Champagne-Webber, 519 So.2d at 697-98.
*668 While we agree with Champagne-Webber's interpretation of Pan Am, we cannot agree with Champagne-Webber's further observation that its opinion conflicted with Southern Roadbuilders [Inc. v. Lee County, 495 So.2d 189 (Fla. 2d DCA 1986)]. Binding the sovereign to the implied covenants of an express contract is quite different from requiring a sovereign to pay for work not contemplated by that contract.
Miorelli, 703 So.2d at 1050-1051 (citations omitted).
On motion for directed verdict, the evidence and reasonable inferences therefrom must be viewed by the trial court in the light most favorable to the non-movant. Additionally, any conflicts in the evidence must be resolved in favor of the non-movant. Easton-Babcock & Assocs., Inc. v. Fernandez, 706 So.2d 916 (Fla. 3d DCA 1998). It is well established that the trial court should grant a directed verdict to a defendant only when it is clearly apparent that no evidence has been submitted on which the jury could lawfully find a verdict for the plaintiff. Hernandez v. Motrico, Inc., 370 So.2d 836 (Fla. 3d DCA 1979).

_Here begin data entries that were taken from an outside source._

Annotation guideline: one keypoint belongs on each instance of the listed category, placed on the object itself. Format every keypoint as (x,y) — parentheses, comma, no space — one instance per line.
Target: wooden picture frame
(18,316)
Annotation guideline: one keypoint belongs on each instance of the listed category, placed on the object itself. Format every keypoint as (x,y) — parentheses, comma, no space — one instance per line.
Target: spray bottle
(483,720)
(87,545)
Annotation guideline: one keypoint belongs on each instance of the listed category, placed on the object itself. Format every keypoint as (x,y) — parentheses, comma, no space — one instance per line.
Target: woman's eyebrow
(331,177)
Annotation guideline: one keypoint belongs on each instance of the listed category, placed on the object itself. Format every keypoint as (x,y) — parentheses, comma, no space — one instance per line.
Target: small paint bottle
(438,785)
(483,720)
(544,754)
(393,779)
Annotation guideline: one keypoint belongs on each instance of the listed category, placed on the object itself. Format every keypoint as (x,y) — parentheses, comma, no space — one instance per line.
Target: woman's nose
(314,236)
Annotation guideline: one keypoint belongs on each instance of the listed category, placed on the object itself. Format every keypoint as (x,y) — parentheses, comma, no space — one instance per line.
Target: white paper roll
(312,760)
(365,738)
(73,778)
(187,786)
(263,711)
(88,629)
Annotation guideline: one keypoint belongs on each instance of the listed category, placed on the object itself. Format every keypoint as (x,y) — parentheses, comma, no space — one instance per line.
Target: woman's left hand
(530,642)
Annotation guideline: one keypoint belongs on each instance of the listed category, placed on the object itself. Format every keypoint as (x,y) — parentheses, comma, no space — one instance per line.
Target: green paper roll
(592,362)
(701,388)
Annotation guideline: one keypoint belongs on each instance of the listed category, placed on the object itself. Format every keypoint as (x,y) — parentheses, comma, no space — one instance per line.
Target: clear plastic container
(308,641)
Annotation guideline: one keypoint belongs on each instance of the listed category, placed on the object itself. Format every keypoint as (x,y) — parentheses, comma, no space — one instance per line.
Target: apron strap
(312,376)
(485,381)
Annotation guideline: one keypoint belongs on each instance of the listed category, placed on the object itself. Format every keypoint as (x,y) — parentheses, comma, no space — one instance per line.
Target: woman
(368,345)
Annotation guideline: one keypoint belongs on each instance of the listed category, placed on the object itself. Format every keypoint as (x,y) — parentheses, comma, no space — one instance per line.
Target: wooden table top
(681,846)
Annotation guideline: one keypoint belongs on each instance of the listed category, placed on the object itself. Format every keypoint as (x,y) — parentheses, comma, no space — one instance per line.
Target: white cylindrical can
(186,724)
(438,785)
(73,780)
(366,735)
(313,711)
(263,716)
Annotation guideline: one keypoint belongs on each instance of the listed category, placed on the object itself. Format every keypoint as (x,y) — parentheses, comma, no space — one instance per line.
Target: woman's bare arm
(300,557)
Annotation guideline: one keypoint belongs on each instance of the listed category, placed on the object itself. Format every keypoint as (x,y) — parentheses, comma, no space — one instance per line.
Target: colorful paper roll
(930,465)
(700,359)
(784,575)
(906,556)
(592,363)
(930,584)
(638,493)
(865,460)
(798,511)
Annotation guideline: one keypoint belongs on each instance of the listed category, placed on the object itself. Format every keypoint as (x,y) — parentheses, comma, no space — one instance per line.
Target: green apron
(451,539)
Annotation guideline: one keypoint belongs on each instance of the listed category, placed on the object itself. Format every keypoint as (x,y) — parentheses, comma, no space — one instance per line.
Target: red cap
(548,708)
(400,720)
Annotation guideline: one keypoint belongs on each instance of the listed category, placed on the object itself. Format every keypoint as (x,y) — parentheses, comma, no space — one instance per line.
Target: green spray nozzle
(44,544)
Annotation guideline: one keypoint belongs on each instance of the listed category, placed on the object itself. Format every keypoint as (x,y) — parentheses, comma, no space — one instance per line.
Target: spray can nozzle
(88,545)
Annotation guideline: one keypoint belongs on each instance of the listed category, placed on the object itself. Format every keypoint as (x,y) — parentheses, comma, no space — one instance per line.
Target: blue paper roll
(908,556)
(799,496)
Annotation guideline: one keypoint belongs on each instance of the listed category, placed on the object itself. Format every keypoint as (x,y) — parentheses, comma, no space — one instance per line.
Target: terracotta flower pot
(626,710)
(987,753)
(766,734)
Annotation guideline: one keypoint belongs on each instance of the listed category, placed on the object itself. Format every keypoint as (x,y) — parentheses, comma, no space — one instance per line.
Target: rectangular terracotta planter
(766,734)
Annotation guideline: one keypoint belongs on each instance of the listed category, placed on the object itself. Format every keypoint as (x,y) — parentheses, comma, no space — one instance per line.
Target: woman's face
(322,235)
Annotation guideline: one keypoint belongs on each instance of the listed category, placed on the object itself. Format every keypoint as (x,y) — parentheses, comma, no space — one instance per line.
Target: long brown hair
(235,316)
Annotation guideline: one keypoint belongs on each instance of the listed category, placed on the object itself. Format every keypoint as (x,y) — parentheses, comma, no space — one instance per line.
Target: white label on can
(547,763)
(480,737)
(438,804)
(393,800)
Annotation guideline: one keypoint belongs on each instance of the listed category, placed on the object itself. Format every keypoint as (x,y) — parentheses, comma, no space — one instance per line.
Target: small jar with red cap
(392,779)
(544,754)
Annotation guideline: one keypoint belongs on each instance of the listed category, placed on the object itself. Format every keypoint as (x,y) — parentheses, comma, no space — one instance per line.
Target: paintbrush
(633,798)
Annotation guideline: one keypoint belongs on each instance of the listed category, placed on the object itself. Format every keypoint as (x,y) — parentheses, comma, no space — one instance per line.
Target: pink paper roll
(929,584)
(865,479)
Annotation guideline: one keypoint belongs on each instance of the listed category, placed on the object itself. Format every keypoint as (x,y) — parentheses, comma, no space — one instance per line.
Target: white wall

We are not persuaded by the Town's argument that the repair work was extra work, outside the contemplation of the contract, that required a change order. The record instead supports appellee's argument that the work performed was in the nature of repair work necessary to bring the project into conformity with the contract and not outside the scope of the work originally contemplated. Additionally, appellee presented substantial competent evidence that the Town breached its contract by failing to provide adequate plans and specifications for the construction of the sewer project, by failing to provide electrical power for the pumping operation, by limiting the time for operation of the diesel-powered pumps, and by delaying the work for three or more months, all of which caused or contributed to the damage.
Accordingly, we hold that the trial judge did not err when it denied the Town's motion for directed verdict, and we affirm the final judgment in favor of appellee.
AFFIRMED.
WARNER, C.J., and HAZOURI, JJ., concur.